Em What If…, a canção que fecha o novo disco dos The Gift, aparecem estes versos: “the towers are so high/the hours are so few”. Retirados do contexto da canção servem às mil maravilhas como lema para a banda de Alcobaça: há muito para conquistar e pouco tempo para o fazer – por isso, ao trabalho! É, na verdade, o que a banda tem feito desde o seu aparecimento, há mais de duas décadas. E têm-no feito seguindo o caminho que desde o início definiram: edição independente, controlo em todos os processos, da criação à promoção e aos concertos. Continuam a fazê-lo, alegremente imunes a preconceitos de alguma crítica bem-pensante, que os relega para uma espécie de superbanda de província; continuam a fazê-lo sempre com o objetivo a que se propuseram: serem melhores, de disco para disco. E, por esta altura, só com alguma má-fé é possível dizer o contrário.

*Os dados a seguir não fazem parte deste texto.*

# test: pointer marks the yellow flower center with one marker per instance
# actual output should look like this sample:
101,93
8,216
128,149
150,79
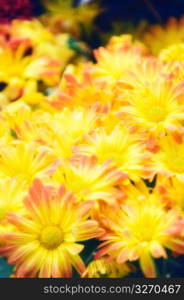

Altar (2017) pode mesmo ser um disco de viragem para os The Gift. Não porque com ele tenham atingido o êxito entre o público, algo que já fizeram e mantêm, com um culto fidelíssimo; mas porque anuncia uma nova sonoridade que, respeitando a matriz da banda, é diferente. O principal suspeito é um sonho antigo dos músicos: Brian Eno e a sua produção. As canções ficam com os arames eletrónicos mais à mostra, mas não perdem um grama de consistência. A mistura entre a visão de Eno e o modo de composição de Nuno Gonçalves encaixa-se na perfeição. I Loved It All é um excelente exemplo: uma nota insistentemente repetida, uma melodia vocal contida e a música de súbito a abrir-se como uma flor num refrão magnífico, ajudado por um arranjo de cordas luxuriante. Mas há muito mais neste Altar: o tema irresistível que é Big Fish, a lembrança do synth pop em Clinic Hope, o bem eniano Love Without Violins, o electro-gospel de Malifest (bem antecipado no disco pelo tema Vitral), as quatro últimas canções, mais intimistas, mais perto do osso e do coração.
Sónia Tavares continua a ser uma excelente front woman que parece cada vez mais querer testar os seus limites. Com Altar, os The Gift alcançaram outra vez a ambição de quem anda nisto da música popular: acrescentarem-se a eles próprios e a nós.